Kyiv, Ukraine – The head of the Center for Civil Liberties (CCL), a Kyiv-based human rights organization that reward the 2022 Nobel Peace Prize winner on Friday said the award would give them “more strength” in their efforts to fight for human rights.
“We were shocked; even this morning we knew nothing,” Oleksandra Matviychuk told Al Jazeera.
“We are grateful for this prize because we have made a titanic effort on the altar of peace, democracy and freedom; an effort that is still ongoing,” said Matviychuk who is currently returning to Ukraine after an event in New York.
The organization was founded in 2007 to fight high levels of corruption and promote democratic rights in Ukraine.
In 2013 and 2014, the CCL set up the EuroMaidan SOS project, which recorded human rights violations during protests in Maidan Square in Kyiv by security forces under the pro-Russian government led by the President at the time, Viktor Yanukovych. The project also provided legal assistance to protesters.
After a change of government, the CCL began working on legislative initiatives to reform the country’s key institutions, including the security service, the judiciary and the police.
During this period, the CCL also began to document human rights violations committed by Russia, recording multiple cases of torture, kidnappings and murders committed by Russian forces and pro-Russian separatists. in Crimea and the eastern region of Donbass since fighting began in 2014. Russia annexed Crimea in a step seen as a violation of international law.
Matviychuk, the leader of the CCL, told Al Jazeera that war crimes committed during this period, which went unpunished by the international community, resulted in a “cycle of impunity” which continued after Russia launched a full-scale invasion of the country in February. 24.
Since then, CCL volunteers have been tirelessly sifting through testimonies, medical documents and other evidence sent in by people who claim to have been victims or witnesses of crimes committed by Russian forces.
In light of the recent media attention the CCL has received since the award was announced, Matviychuk took to social media to demand that Russia be removed from the UN Security Council. She also called on the UN and participating states to engage in large-scale reform of the international peace and security system.
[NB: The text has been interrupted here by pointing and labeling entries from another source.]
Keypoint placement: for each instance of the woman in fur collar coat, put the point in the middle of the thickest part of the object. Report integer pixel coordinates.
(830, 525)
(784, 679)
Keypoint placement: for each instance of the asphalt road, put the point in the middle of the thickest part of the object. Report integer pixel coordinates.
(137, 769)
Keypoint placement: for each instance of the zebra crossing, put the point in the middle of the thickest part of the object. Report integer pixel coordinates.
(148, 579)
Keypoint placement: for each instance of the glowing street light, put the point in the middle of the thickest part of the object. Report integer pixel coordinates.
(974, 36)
Matviychuk, who has studied human rights abuses for 20 years, describes Russia’s war crimes since February 24 as different in their “scale and brutality”.
Negotiate the release of civilian hostages
In the CCL offices on a small, secluded street in the bustling center of Kyiv, the CCL is now busy negotiating the release of civilian hostages held in Russia or in Ukrainian territory currently occupied by Russia.
Natalia Yashchuk, National Projects Coordinator at CCL, said the organization has recorded 671 cases of forced civilian abductions, of which 205 have been released. He is currently working with a bilateral Russian-Ukrainian legal team.
Yashchuk, speaking to Al Jazeera, said Russia, in a “major breach of humanitarian law”, failed to single out many civilians held captive in POW detention centres.
Recently, however, the CCL oversaw the successful release of Viktoria Andrusha, a teenager abducted from the Chernihiv region in March 2022 after being accused by Russia of sharing information about troop movements with Ukrainian authorities.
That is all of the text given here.